Aujourd’hui, c’est avant tout dynamiser les introductions en Bourse. Lorsque je vais à Londres lors de notre roadshow annuel le Morocco Capital Markets Days, les investisseurs étrangers me disent «ne venez plus nous dire, investissez au Maroc, nous sommes convaincus de la pertinence de cela, mais dites-nous plutôt comment. Parfois, une Société de Bourse m’appelle pour m’informer qu’un bloc de titres vient de se libérer, et je n’ai même pas encore ouvert mon Excel, que le bloc en question a déjà été acheté par un autre investisseur». C’est pourquoi, aujourd’hui, il faut être parfaitement conscient que l’entreprise marocaine doit, beaucoup plus, se financer par la Bourse, et pas seulement pour notre bien, mais pour le bien de tous, l’entreprise incluse. Beaucoup de gens pensent que la Bourse n’est faite que pour les grandes entreprises, les élites. Cela est totalement faux.

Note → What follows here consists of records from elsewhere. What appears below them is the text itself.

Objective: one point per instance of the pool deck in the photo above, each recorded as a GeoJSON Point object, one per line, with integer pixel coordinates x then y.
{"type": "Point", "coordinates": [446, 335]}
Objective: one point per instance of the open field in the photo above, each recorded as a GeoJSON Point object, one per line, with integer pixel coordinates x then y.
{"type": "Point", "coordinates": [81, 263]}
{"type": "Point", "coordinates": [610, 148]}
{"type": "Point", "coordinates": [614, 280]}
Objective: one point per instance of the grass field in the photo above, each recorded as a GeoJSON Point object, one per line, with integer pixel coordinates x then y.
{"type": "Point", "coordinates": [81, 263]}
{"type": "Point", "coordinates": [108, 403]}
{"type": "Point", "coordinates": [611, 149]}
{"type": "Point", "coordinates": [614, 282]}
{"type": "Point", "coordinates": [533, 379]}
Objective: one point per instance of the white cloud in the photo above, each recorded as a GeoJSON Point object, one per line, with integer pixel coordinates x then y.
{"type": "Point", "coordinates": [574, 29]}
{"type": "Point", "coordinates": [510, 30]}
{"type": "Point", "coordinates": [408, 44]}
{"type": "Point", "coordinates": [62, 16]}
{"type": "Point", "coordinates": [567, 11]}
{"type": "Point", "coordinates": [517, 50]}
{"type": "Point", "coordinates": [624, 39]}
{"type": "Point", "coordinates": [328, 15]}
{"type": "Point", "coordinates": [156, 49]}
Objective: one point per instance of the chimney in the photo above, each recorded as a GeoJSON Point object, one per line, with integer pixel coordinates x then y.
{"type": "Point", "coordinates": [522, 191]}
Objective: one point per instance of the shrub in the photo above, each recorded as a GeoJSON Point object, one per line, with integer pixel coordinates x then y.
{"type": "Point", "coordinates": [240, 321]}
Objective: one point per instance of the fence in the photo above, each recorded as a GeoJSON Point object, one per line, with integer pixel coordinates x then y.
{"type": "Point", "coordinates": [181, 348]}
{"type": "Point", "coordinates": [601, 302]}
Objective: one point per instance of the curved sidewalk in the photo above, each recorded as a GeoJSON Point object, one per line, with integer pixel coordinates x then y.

La Bourse est un marché utile et accessible qui dispose d’une capacité énorme de mobilisation de fonds pour toute entreprise qui souhaite financer ses projets de croissance. La Bourse apporte de vraies réponses aux entreprises en termes de financement. Et c’est pour expliquer ces avantages aux chefs d’entreprise que nous avons multiplié les événements, notamment une campagne IPO que nous menons depuis près de 3 ans auprès des entreprises dans tout le Maroc.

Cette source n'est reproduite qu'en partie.